L’entraîneur-chef Mike Sullivan est justement celui qui a remporté la dernière Coupe Stanley de l’équipe en 2017, il connaît donc très bien les joueurs qu’il a sous la main.

«C’est un groupe qui est habitué à connaître du succès, alors nous devons gérer notre situation actuelle. Ce qui est le plus important, c’est que c’est un groupe qui a un appétit pour la victoire et des attentes élevées envers lui-même. Ça n’a jamais changé et c’est une des raisons pour lesquelles ce sont des joueurs d’élite», souligne Sullivan.

Pour une équipe plus âgée, comme celle des Penguins, ça devient donc une question de gérer la façon dont on réagit devant l’adversité.

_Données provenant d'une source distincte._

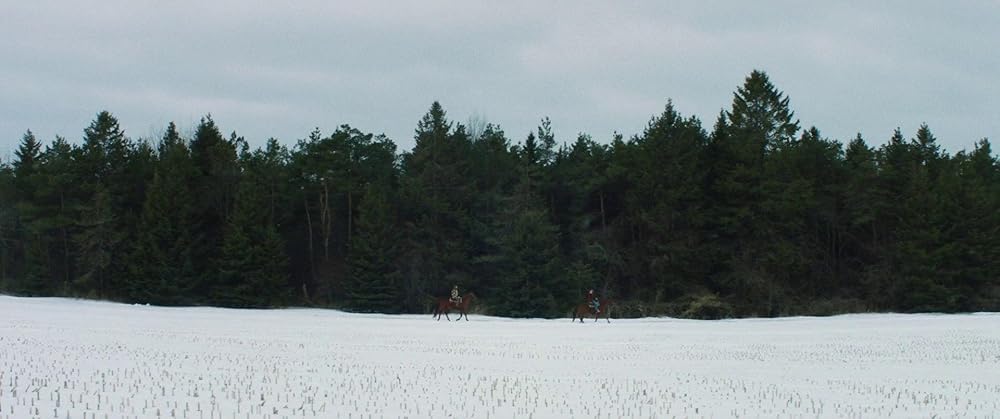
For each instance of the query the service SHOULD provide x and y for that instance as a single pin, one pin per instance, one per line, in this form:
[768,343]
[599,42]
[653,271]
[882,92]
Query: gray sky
[279,69]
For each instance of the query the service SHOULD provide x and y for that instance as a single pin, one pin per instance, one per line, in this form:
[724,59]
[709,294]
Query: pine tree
[375,281]
[163,271]
[437,186]
[98,242]
[214,187]
[253,266]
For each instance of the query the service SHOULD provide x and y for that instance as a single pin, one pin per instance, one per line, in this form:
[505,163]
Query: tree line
[752,217]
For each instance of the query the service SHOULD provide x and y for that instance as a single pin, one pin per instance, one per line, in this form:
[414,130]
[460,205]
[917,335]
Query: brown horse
[585,310]
[444,305]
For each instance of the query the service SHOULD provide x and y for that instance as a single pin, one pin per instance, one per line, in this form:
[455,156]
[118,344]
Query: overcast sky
[279,69]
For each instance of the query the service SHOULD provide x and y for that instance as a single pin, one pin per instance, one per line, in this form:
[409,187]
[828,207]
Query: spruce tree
[374,283]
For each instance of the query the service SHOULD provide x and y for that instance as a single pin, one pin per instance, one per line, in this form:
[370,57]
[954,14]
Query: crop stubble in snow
[64,358]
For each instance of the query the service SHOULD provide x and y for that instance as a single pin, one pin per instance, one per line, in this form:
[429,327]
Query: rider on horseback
[592,301]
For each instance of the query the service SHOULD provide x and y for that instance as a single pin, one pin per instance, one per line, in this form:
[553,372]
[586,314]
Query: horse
[584,309]
[444,305]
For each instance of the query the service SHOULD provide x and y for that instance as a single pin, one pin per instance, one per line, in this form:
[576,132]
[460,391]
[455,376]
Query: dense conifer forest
[751,215]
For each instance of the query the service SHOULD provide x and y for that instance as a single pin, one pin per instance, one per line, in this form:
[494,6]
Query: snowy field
[77,359]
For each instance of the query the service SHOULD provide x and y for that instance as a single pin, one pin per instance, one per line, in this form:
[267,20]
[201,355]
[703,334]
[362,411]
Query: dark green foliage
[374,284]
[163,266]
[755,217]
[253,266]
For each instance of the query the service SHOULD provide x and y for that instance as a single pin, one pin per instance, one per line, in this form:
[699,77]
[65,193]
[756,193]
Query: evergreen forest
[749,215]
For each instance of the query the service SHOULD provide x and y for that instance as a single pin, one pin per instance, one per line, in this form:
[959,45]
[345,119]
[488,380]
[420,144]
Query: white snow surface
[62,358]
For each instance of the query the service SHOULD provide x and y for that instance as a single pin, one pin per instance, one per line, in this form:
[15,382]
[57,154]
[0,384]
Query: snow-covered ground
[64,358]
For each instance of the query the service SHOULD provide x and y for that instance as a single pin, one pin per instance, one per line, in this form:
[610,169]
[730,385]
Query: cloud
[267,69]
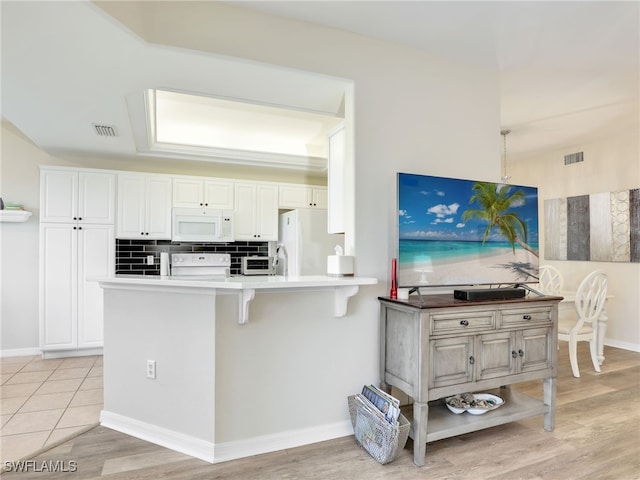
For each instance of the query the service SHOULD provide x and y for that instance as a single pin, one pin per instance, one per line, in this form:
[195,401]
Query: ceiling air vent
[574,158]
[105,130]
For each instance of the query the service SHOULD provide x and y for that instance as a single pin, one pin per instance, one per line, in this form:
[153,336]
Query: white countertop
[253,282]
[245,286]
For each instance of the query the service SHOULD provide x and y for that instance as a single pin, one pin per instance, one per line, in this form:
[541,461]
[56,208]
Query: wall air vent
[105,130]
[574,158]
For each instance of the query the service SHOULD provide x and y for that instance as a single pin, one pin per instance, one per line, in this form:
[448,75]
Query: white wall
[610,164]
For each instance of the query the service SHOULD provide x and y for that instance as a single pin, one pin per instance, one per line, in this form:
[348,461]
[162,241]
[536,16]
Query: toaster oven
[258,266]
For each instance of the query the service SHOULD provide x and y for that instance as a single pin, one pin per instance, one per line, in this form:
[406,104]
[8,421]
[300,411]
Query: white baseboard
[223,452]
[177,441]
[82,352]
[281,441]
[623,345]
[20,352]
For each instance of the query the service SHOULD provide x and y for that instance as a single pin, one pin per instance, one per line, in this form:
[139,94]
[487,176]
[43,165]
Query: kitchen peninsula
[171,347]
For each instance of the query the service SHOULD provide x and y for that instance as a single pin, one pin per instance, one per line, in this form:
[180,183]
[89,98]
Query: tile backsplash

«Mon plus gros défi, convient Sullivan, c’est de m’assurer que nous gérions notre état émotionnel afin d’être dans les bonnes conditions pour avoir du succès. Il ne faut pas que les émotions et la frustration deviennent des obstacles et parfois, quand on a un groupe aussi déterminé que celui-ci et qui ne répond pas à ses propres attentes, la gestion des émotions devient un élément très important.»

Exemple

Quand les choses n’allaient pas bien en début de saison, la panique ne s’est pas installée chez les Penguins en raison de la présence des vétérans.

Des gars comme Sidney Crosby et Evgeni Malkin ont un peu agi comme des baromètres pour leurs plus jeunes coéquipiers.

«Ce n’est pas nécessairement d’être vocal, c’est surtout leur présence. Si tu es un jeune qui a tendance à paniquer et que tu vois Crosby ou Malkin qui sont en contrôle, que leur routine ne change pas et qu’ils ont toujours la même humeur à l’aréna, je pense que ça en dit long sur comment ils voient les choses et sur le fait qu’ils ne paniquent pas», a expliqué Anthony Beauvillier.

N’empêche que Crosby doit commencer à être irrité par une vilaine séquence de sept matchs sans avoir touché la cible, lui qui n’a inscrit que 2 buts à ses 16 derniers matchs (avant le match de jeudi).